While the Hollister chain continues to defend a store design that segregates customers in wheelchairs to side entrances . . .
. . . the Wet Seal clothing chain has responded to the aspirations and ingenuity of a girl with Down Syndrome by giving her a photo shoot as a Wet Seal model.
Per Disability Scoop — where I got the photo, too — after Karrie Brown started a Facebook page promoting her goal of being a Wet Seal model, the company “promised her something very special” if she could get 10,000 likes. She got over 14,000 and is now headed to California for her own photo shoot. Quoted in the Scoop:
“Karrie’s enthusiasm and passion for fashion caught our attention and has inspired all of us here at Wet Seal,” John Goodman, the company’s CEO, said in a statement. “As Karrie herself said, she loves Wet Seal because our clothes help her to “˜fit in while standing out’ and that’s something we feel passionately about for all of our customers. Wet Seal is proud to be part of Karrie’s journey and we can’t wait for her to experience all of the surprises we have in store for her.”

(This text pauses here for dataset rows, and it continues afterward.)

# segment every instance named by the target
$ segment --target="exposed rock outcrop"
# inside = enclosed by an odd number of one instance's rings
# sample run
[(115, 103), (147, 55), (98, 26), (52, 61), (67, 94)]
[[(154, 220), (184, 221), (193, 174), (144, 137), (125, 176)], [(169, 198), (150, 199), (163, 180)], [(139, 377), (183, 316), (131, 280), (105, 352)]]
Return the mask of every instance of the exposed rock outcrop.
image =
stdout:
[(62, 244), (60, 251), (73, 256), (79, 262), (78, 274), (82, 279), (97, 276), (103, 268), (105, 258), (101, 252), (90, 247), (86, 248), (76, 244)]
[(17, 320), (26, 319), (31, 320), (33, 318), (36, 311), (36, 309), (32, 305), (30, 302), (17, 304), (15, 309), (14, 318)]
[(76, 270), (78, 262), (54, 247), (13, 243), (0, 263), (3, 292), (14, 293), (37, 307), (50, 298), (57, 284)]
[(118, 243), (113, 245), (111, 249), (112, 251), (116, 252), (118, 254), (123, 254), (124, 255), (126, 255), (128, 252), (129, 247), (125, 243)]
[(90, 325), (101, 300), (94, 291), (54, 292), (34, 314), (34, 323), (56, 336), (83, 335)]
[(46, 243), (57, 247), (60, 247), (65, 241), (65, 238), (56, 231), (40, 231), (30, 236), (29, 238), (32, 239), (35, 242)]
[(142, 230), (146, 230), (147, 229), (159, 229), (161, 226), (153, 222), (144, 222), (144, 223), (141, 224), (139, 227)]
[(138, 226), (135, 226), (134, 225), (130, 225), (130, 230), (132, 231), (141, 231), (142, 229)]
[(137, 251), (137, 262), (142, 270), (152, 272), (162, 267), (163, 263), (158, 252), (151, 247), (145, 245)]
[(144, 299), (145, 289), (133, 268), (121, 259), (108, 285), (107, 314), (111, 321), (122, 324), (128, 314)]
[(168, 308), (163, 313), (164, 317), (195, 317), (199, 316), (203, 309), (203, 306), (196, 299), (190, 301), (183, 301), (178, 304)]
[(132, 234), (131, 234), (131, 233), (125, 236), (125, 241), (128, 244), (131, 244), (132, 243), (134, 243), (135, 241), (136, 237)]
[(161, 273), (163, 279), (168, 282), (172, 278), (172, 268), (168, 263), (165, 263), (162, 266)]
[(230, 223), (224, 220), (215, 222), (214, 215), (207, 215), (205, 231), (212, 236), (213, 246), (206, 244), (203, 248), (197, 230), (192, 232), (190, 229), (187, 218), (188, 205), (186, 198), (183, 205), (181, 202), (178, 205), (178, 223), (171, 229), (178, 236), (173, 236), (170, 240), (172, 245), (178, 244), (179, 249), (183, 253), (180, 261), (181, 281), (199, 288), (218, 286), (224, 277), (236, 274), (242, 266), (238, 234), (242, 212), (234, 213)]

This is not only the right thing to do, it’s the smart thing to do. According to the Solutions Marketing Group, there are approximately 54 million people with some type of disability in the US, with $220 billion in discretionary income.
What a contrast to Hollister, eh? As MSN Money put it, noting Hollister’s recent weak sales:
Abercrombie & Fitch has been told repeatedly by the U.S. legal community to stop being such jerks to its employees and customers. That the company stubbornly refuses to do so — and instead treats its business like an audition for the “Zoolander” sequel in Michael Jeffries’ imagination — suggests it’s willing to go to its funeral dressed in a wardrobe straight out of “Jersey Shore.”
Perhaps a marketing strategy of “not being a jerk” would improve their bottom line!